This post is by Martha Haynes

As we wind up 2011 with about 95% of the ALFALFA survey observations completed, we are already starting actively to think about what science we want to do when we have finished the ALFALFA survey. That of course won’t be for some time; we won’t get the final observations until Fall 2012, and then we will still have to process and analyze the data to produce the final ALFALFA legacy catalog. But, already, we can imagine starting a new survey in a few years, and as was the case with ALFALFA itself, advanced planning (and a bit of dreaming) is critical to pushing the frontiers of science forward. What science do we want to do and what observational and computational capabilities will be required in order to achieve that science? What new instrumentation might be available in a few years? In the last few months, we’ve been thinking seriously about what will come after ALFALFA.
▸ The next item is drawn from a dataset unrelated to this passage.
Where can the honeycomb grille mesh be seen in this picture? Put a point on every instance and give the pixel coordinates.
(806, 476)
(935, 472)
One of the science frontier questions related to “Understanding the Cosmic Order” identified in the Astro 2010 decadal survey asks how baryons cycle in and out of galaxies. A number of papers have shown that dark matter halos of mass below log Mtot/Msun < 10 are baryon-poor. Studying the process(es) which impose this depletion requires advances in (g)astrophysics (reionization, feedback, etc) and better observational constraints on the baryon content of low mass dwarfs. ALFALFA has discovered a set of ultracompact HI clouds which might be associated with low mass dark matter halos in the Local Group, but determining their distances and thus proving their extragalactic nature by detecting their associated stellar counterparts is very difficult. We realize that the clinching evidence that the lowest HI mass clouds are in fact the cores of isolated low mass dark matter halos will require a deep census of several very nearby groups of galaxies. At distances of 5-10 Mpc, low HI mass dwarfs will separate in velocity from the range of galactic and perigalactic phenomena, thereby allowing a direct estimate of distance without requiring the detection of stellar counterparts. Besides exploring the baryon content of low mass halos, an accurate counting of such dwarfs in nearby groups may potentially constrain dark matter decay models (decay injects kinetic energy that can unbind dwarfs).

A survey with 10 times ALFALFA’s sensitivity covering several hundred square degrees in 2-3 nearby groups would deliver the required sampling. To undertake such a survey with ALFA and its 7 feed horns would, however, take an enormous amount of telescope time. We need more pixels! The exciting news is that a 40-beam focal plane phased array feed (PAF) is now in development. A PAF on a single dish can be cooled, and Arecibo’s unmatched instantaneous sensitivity is optimal for local universe detection experiments. So, besides working on ALFALFA in the next years, we will also start the advanced planning for a new survey with this new device dubbed “AO40”, perhaps to start in 2014. You can read more about our thinking on this survey here.

We started the advanced planning for ALFALFA in 2002, and the survey observations themselves began in 2005. So it seems about the right time to start laying the foundations for the next generation survey. Dreaming about the future is always fun, especially when you realize that the future isn’t so far away.